I felt it the moment that Thompson backed away and headed
outside. It was as if a hot, needle-y rash suddenly receded and smoothed away.
The skin on my back was irritated and itchy now, and I had a slight headache
clustering in the front of my head. My hands were still clenched though,
prepared suddenly for a fight. I hadn’t even realized I had clenched them, but
as I let them relax, the blood rushed through them, pounding in my veins like
battle drums. That was close.

“You didn’t tell me that the guy who was at the garage was
your neighbor,” I ground out accusingly. Sam looked at me, his skin a sort of
pale yellow, and the pulse in his throat jumping underneath.

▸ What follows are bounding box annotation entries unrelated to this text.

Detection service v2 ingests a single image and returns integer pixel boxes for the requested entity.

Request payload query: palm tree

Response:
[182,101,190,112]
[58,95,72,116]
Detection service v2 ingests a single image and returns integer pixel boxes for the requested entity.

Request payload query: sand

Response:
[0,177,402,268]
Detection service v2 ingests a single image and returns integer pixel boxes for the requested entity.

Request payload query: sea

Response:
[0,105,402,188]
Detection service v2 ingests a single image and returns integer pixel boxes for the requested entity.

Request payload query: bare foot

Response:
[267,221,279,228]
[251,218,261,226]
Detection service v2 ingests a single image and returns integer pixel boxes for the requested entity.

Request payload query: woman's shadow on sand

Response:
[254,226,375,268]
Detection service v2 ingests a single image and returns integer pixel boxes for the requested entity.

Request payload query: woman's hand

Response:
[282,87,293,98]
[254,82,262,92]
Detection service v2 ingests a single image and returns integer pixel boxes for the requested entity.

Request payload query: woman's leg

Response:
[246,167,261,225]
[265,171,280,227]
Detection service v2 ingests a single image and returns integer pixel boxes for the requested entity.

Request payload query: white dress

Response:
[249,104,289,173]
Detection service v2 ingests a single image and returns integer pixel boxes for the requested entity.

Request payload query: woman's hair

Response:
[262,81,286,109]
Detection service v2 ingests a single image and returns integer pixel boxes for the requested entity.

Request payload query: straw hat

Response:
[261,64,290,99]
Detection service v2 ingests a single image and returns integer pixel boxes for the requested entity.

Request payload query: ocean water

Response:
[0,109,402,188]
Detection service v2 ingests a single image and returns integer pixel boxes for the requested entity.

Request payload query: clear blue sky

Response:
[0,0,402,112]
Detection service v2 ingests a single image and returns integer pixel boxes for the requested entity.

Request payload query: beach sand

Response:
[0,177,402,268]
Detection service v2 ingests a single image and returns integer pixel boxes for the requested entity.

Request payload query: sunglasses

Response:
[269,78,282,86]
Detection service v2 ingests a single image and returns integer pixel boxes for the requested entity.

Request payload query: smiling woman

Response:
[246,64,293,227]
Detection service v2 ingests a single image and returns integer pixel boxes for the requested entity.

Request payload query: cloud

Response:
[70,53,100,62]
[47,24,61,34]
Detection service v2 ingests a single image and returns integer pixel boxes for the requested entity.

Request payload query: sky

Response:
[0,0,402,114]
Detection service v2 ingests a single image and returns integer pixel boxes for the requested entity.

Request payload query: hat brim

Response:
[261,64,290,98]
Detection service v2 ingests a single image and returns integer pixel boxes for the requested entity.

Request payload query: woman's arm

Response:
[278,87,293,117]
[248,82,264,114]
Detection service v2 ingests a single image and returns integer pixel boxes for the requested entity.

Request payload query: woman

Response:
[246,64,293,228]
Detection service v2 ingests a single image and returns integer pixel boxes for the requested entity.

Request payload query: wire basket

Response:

“I didn’t know,” he said. “It was Lily that got a good look
at the two guys. The rest of us were in the main part of the garage where we
couldn’t see anything. And when we ran out the back, we didn’t look to see if
they gave chase.”

“It was dark,” I said. “Maybe…”

“As far as I’m concerned, you were home doing hot dog night
or whatever with your dad, right?”

“Right,” I said, more confidently than I felt.

We decided to avoid that Thompson character for as long as
we could and waited inside while they rolled the cars out, one at a time. We
watched them come and go, some going for a few hundred
dollars,
and others for as much as ten thousand. This made me hopeful that the
convertible would be in Sam’s price range; while it was in good shape, it was
an older car.

And then it was her turn and they drove the beauty out, top
up, lights on. We were up.

I followed Sam, since he was the money bags, and decided
that maybe what I needed to do instead of handholding him was keep an eye out
for his neighbor.

The bidding began. It started at five hundred dollars and
escalated quickly from there to a thousand and then fifteen hundred. Sam tensed
up. He hadn’t jumped in yet, because he said he was going to wait to see where
it would go. He had watched enough reality shows that he said you weren’t
supposed to show your hand too soon.

Whatever, at this point I wasn’t interested in the lousy car
anymore, or even in our shared dream. I was busy watching for Thompson, hoping
we didn’t get jumped on our way out of the parking lot later.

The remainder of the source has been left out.